Nearly 70 years after the state labeled him a murderer, George Stinney's 1944 conviction for the slaying of two young girls may soon be overturned.
The Coffey, Chandler and McKenzie law firm has filed a motion with the Clarendon County clerk of court for a new trial in the case of the youngest person put to death in the United States in the last 100 years.
The Manning firm's motion, filed Friday, Oct. 25, cites newly sworn affidavits from Stinney's still-living siblings providing the 14-year-old with an alibi. Witnesses for the accused weren't able to testify at the time, attorneys say, because his trial was conducted in a prejudicial atmosphere.
"When he was arrested in 1944, his family was essentially run out of town," said attorney Matt Burgess. "They couldn't testify."
At a time when whites and blacks were expected to stay on opposite sides of the railroad tracks, a black Alcolu youth was charged with the murder of two young white girls. Eleven-year-old Betty June Binnicker and her 8-year-old friend Mary Emma Thames were found bludgeoned to death in a ditch on March 24, 1944, and suspicion soon fell on 14-year-old Stinney, who was the last person to see the girls alive as they picked wildflowers.
He was arrested later the same day and tried a month later. The trial lasted two hours, Stinney's white court-appointed attorney presented no defense, and an all-white jury took 10 minutes to find the boy guilty. On June 16, less than three months after the murders, Stinney died in the electric chair.
But in their motion, Coffey, Chandler and McKenzie cite new affidavits from Stinney's brother and sister that were never presented at trial.
Stinney's now-76-year-old sister Aime Ruffner, who lives in Newark, N.J., was with her older brother when they encountered the girls as the siblings tended the family cow.
"The cow finished drinking water, my brother put the cow in the shed, and we went in the house to eat and start our school work," Ruffner said.

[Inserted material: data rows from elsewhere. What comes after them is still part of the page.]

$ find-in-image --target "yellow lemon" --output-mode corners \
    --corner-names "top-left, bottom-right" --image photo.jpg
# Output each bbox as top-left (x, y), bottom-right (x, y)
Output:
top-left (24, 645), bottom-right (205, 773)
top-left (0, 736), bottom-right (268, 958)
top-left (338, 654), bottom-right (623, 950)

Not only wasn't the Stinney family able to defend their son and brother at trial, but also after the arrest George Stinney Sr. was fired from his job at the lumber mill.
"My entire family had to move that night and go and live with my grandmother in Pinewood," brother Charles Stinney said in his statement. "I remember my mother and father being very afraid for the safety of the family. I recall my father being upset that he was not allowed to speak to or see George prior to his trial."
Burgess is sure the motion for a new trial will be successful, which so long after the trial would essentially exonerate the young defendant so many decades after his death. Besides the absence of any other known living participants in the case, the firm's motion asserts that no documentation from the original trial could be found and the key piece of evidence against Stinney, his alleged confession, may have never been written down at all.
Attorneys for Stinney plan to travel to Charles Stinney's New York home next week to take a deposition from the 82-year-old for the upcoming hearing on the motion.
"People have been telling them for years this was going to happen," Burgess said. "They're probably skeptical, but I've tried to assure them their brother's name will finally be cleared."
A date for a hearing has not been set, but Burgess believes once they get to court, Stinney's conviction could be set aside fairly quickly.
"Hopefully, it will be done by Christmas," he said.